Janice Honeyman’s direction keeps the elderly characters moving about the stage in effective ways, shuffling them from chair to floor, and finding new hiding spots for Jack’s precious gin, to amusing effect. In a two-hander such as this, one often sees the characters squaring up for a majority of the action. Impressively, Honeyman avoids that scenario for large swaths of the play, using it to underscore dramatic showdowns. Her experience and class shine through in a wonderful sequence in which Morris performs as Lear, a totally showstopping moment.
In fact, every aspect of the production was simply fantastic to behold, from the beautiful Fugard Theatre itself (a new TheatreZA favourite), to Lungiswa Plaatjies soulful and sonorous musical interludes. Birrie le Roux’s intricate and creative production design meant that every corner of the extensive set was used to maximum effect, revealing bits and pieces for the actors to turn to in every corner.
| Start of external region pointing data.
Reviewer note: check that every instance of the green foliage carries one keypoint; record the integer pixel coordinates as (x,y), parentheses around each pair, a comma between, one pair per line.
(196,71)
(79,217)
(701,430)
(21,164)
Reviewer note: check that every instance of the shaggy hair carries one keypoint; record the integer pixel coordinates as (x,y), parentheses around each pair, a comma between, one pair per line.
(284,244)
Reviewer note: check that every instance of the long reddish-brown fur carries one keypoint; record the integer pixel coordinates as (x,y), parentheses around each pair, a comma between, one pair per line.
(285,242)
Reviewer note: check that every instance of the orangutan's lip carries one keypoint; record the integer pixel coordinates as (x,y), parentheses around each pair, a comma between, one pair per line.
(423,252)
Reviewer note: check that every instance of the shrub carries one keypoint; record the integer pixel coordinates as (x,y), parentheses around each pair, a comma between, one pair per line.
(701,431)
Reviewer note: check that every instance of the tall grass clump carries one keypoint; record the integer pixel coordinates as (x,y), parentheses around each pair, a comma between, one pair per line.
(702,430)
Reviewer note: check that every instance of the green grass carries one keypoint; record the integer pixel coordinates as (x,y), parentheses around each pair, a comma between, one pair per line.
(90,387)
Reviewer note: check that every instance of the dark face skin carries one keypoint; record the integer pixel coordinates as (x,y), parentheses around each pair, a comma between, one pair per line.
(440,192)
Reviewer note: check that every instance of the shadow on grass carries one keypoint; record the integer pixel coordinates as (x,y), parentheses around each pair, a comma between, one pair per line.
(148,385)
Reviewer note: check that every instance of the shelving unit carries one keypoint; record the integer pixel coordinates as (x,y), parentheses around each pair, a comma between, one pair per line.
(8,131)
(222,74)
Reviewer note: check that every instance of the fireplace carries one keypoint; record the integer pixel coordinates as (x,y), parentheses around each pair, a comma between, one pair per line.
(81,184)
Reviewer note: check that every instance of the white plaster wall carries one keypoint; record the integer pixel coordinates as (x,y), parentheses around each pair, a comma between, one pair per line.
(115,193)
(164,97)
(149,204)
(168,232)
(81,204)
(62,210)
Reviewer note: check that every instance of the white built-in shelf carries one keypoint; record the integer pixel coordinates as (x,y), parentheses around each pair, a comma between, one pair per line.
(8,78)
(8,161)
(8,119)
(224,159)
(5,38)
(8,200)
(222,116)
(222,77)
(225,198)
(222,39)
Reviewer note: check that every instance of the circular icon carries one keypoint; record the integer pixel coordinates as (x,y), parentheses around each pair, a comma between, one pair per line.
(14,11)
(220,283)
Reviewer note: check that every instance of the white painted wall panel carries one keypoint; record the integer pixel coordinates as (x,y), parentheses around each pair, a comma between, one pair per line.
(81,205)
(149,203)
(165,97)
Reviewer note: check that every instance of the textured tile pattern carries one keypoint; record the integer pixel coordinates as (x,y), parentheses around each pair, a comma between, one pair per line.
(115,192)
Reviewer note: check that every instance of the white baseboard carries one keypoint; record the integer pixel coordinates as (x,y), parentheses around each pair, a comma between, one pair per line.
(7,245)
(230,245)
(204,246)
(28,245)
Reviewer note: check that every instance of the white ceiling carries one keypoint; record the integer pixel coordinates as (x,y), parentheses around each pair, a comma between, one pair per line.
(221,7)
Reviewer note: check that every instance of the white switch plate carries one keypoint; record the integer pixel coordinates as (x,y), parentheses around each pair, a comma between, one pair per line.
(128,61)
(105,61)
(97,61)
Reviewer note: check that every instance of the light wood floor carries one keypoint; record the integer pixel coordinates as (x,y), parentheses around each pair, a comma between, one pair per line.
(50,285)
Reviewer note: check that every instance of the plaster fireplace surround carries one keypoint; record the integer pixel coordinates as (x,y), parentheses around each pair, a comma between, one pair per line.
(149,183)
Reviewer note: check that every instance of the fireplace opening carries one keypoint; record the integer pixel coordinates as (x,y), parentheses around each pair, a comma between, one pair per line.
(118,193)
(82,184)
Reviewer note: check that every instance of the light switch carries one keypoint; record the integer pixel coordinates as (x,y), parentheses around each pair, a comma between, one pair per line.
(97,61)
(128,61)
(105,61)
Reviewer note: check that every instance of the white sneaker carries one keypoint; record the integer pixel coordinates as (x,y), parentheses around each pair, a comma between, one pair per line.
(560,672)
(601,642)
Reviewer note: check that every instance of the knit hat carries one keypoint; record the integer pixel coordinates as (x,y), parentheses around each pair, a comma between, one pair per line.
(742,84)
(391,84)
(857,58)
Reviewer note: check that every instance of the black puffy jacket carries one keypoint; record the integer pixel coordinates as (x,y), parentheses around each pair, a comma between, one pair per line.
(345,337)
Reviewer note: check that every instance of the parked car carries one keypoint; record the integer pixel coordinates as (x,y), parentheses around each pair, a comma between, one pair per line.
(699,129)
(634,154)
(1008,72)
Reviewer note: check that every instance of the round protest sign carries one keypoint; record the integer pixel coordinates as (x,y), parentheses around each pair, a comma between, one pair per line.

Mannie Manim lends his usual assured brilliance to the lighting, memorably ending the play with a stunning tableau that is almost Biblical in its relief effect.
Kunene and the King represents so effectively the absolute rule of the past’s refusal to relinquish its hold on the present. The Royal Shakespeare Company and the Fugard Theatre are to be commended on giving South African audiences the opportunity to see this important and necessary show, the impact of which will be seen and felt for many years to come.
Jo’burg, we sincerely hope you get the opportunity to see this incredibly pertinent piece of theatre. If you don’t, book your flights to Cape Town now – it closes on Saturday, 25 May.